Category Archives: Garden

Mostly garden pictures and maybe the odd poodle

Can you freeze a yoghurt starter?

 

The things you forget you planted

 

Saffron crocus makes a surprise appearance in the bottom of a planter this weekend. Thought you might like to see its long red stamens!

And the answer to the question?  YES!

I successfully unfroze a couple of tablespoons of matsoni culture yoghurt that had been in the freezer for two months and made a fresh pot of yoghurt with it yesterday. Worth knowing if you go wild and get lots of cultures from a supplier to try out and are swamped with yoghurt, or if you are going away and want to wind down the yoghurt making for a while. I don’t know if you can do the same for kefir? I want to try that sometime and if you could freeze it, then I would certainly get some. There is only so much yoghurt you can keep going in a small household!

Here and here are a couple of links to earlier posts about making yoghurt in case you want some tips.

Back to the Garden – Mid August

This robin has worked really hard all summer and apparently it’s quite normal to look like this during the moulting season.

The bird has probably been involved in some territorial fighting; it’s very common for robins to pull out each others’  head feathers; these should regrow once the moult is complete. She is friendly and inquisitive (the bird watcher’s term for this is ‘confiding’)  and is a great observer of humankind, knowing when the feeders are being filled up and will come to Brian’s hand for scraps.

On one of our recent hot days I was trying to wash something down outside and she flew over and dashed through the spray from the hose. I stopped what I was doing and gazed after her.

She sat in this tree and dipped and bobbed her head at me.

I thought for a moment, then I pressed the trigger of the hose again and arced the water in a fine mist as before; she flew straight back through the spray. She did this several times before flying off to sit in the ivy.

One of my precious Brown Turkey figs

The ornamental vine produces some surprisingly realistic grapes!

The Family Apple tree (three grafts one root stock) is bowed down to the ground with fruit

Maureen’s cucumber plant gift

First crop of pears in five years – not ripe yet

The raised bed looks a little wild and unruly now

It’s a jungle down under the apple tree, a long forgotten perennial sweet pea has appeared

I let the artichoke flower this year, it’s the only one left, the others didn’t make it through the winter

The weather changes yet again….

A third portion of purple prose – dwarf beans

I could eat these every day/I am eating these every day

This is the only shot I have of the bean dish we have been having night after night the last two weeks. We are coming to the end of them now, they were so pretty when they were in flower and we got loads of them this year. We’ve put some more in the ground and are crossing our green fingers that they will give us a late crop in a couple of months time.

I was given a copy of Hugh Fearnley Whittingstall’s River Cottage Everyday as a present by my lovely friend Mandy, and on my first gallop through it, I came to a halt when I saw this bean dish.

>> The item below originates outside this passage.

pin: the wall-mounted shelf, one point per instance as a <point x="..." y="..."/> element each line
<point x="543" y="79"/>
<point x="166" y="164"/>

Because I am too lazy to go downstairs and drag the book back up here I will give you the general gist of it. Because that is what it is, a general gist of a recipe, more a technique than anything, which you can vary as you please with what you like.

Before cooking they look like this!

Catch your beans, or your carrots, or whatever, cook them lightly with steam so they are cooked but not floppy. If you like garlic, splat and finely chop a clove or two. While the beans are cooking, put a mixture of your favourite seeds and spices in a dry frying pan, throw in some flaked almonds maybe, some pumpkin seeds, coriander, fennel, a pinch of chili, sesame seeds if you are Brian. Get those seeds and little packets out of the cupboard. (Oh yes,  I heard you Michael McIntyre!  Goulash next week….) Heat them up till the almonds start to colour and go brown and the seeds begin to pop a little.

Turn the heat off and then add a Keith Floyd sort of splosh of olive or walnut oil, and the chopped garlic. Give it all a good shuffle in the pan. Don’t turn the heat on again; there will be enough heat in the pan to lightly cook the garlic.  Drain the beans, carrots, whatever veg you are using. Put in a serving bowl,  sprinkle with flaky Maldon sea salt, black pepper, and tip the sizzling,  toasty, and aromatically charged seedy loveliness all over the beans. So good!    Serve with couscous or rice or whatever else is on your table. I suspect that kids won’t eat this with their aversion to bits, but that means all the more for you!   Now I want some more all over again!

Normal bread service will be resumed soon.